Distancing a luxury for underprivileged kids in Ludhiana as they queue up for food

With household fast supplies drying up and parents out of work amid the lockdown, it is the children of the underprivileged who are the worst-hit in these times.

cities Updated: Apr 28, 2020 04:16 IST
Mohit Khanna
Mohit Khanna
Hindustan Times, Ludhiana
Children waiting in queue for food at Ghumar Mandi area in Ludhiana on Monday.
Children waiting in queue for food at Ghumar Mandi area in Ludhiana on Monday.(HT PHOTO)

With household fast supplies drying up and parents out of work amid the lockdown, it is the children of the underprivileged who are the worst-hit in these times. Barely managing two square meals a day, social distancing is a luxury they cannot afford as they are forced to stand in long queues for hours on everyday for a pack of roti and dal. And that for them is no less than a daily dose of chocolate, ice-cream or noodles that their more privileged counterparts seem to enjoy.

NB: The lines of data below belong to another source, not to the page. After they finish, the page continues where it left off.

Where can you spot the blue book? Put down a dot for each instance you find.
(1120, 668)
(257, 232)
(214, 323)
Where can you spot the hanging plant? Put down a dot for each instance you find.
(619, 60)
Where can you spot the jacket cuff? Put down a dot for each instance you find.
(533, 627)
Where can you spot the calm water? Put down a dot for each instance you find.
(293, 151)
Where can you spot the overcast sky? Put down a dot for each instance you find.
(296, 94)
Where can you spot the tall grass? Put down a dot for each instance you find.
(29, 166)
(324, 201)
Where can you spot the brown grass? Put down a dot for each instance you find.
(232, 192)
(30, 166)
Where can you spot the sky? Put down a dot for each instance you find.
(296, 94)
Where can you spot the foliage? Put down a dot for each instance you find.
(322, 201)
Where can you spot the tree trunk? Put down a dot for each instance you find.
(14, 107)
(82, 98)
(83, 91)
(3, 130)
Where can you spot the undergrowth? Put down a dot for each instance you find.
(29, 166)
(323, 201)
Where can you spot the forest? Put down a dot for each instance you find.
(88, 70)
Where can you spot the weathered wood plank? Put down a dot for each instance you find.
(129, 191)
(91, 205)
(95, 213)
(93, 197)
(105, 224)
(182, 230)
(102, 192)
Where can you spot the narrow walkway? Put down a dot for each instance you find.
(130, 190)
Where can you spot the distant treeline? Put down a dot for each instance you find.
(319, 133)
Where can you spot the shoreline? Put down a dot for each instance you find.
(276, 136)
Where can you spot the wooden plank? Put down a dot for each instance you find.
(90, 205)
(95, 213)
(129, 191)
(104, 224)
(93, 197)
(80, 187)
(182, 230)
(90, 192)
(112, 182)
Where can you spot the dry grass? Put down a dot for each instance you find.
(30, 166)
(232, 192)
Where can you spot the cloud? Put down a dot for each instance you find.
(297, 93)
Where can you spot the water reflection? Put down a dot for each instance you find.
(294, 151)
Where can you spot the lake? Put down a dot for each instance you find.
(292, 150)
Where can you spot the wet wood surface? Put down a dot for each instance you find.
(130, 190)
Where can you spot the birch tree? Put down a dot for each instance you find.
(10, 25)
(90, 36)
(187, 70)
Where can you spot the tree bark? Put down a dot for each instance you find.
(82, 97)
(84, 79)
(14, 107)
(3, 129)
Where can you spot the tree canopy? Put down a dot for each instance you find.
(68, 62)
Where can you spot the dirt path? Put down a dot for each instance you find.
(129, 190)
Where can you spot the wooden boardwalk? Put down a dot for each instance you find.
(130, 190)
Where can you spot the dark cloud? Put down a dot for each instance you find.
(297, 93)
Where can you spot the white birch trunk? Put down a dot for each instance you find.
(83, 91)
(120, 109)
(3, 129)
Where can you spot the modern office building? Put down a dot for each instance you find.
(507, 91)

At ward 76, where councillor and Punjab Small Industries and Exports Corporation (PSIEC) chairman Gurpreet Gogi has established a ‘Roti Bank’, several children, as young as five, can be seen waiting for food in the long queues. Gogi too says that he has noticed a sizable presence of children in food distribution queues.

A six-year-old girl who was seen waiting in a queue at Ghumar Mandi said, “My mother asked me to come here and fetch food as there nothing to eat at home. I like noodles and chocolates but I am really hungry and have no choice.”

Another nine-year-old girl who was standing in the queue said, “My mother, who was working as a domestic help, has lost her job and is sitting at home. My father, a construction labourer, has also been thrown out of his job. There is no money and the owner of the room is pressing us to pay the rent. I was hungry since morning. I saw many children of our locality standing in the queue to grab a meal. So I have also decided to come here too. I hope that I also get food to eat.”

That the kids are left to fend for themselves is also evident from the fact that of the 200 distress calls the childline has received in the last one month, at least 90% is regarding shortage of food. Though the childline fears that complaints of abuse and violence will start surfacing once the lockdown is lifted, at the moment they are doing their best to mitigate the food crisis.

Arshdeep Singh, coordinator, Ludhiana district, said all calls related to help for food were from the migrant labourers residing in different areas of the district. “When our team visits the house of the caller to provide them food, we first check the quantity of ration being stored by them, number of children in the house and provide them food accordingly. We also check the availability of food in the nearby houses also where migrant workers are residing and provide them ration. During the visit to these houses we also counsel the children,” he said.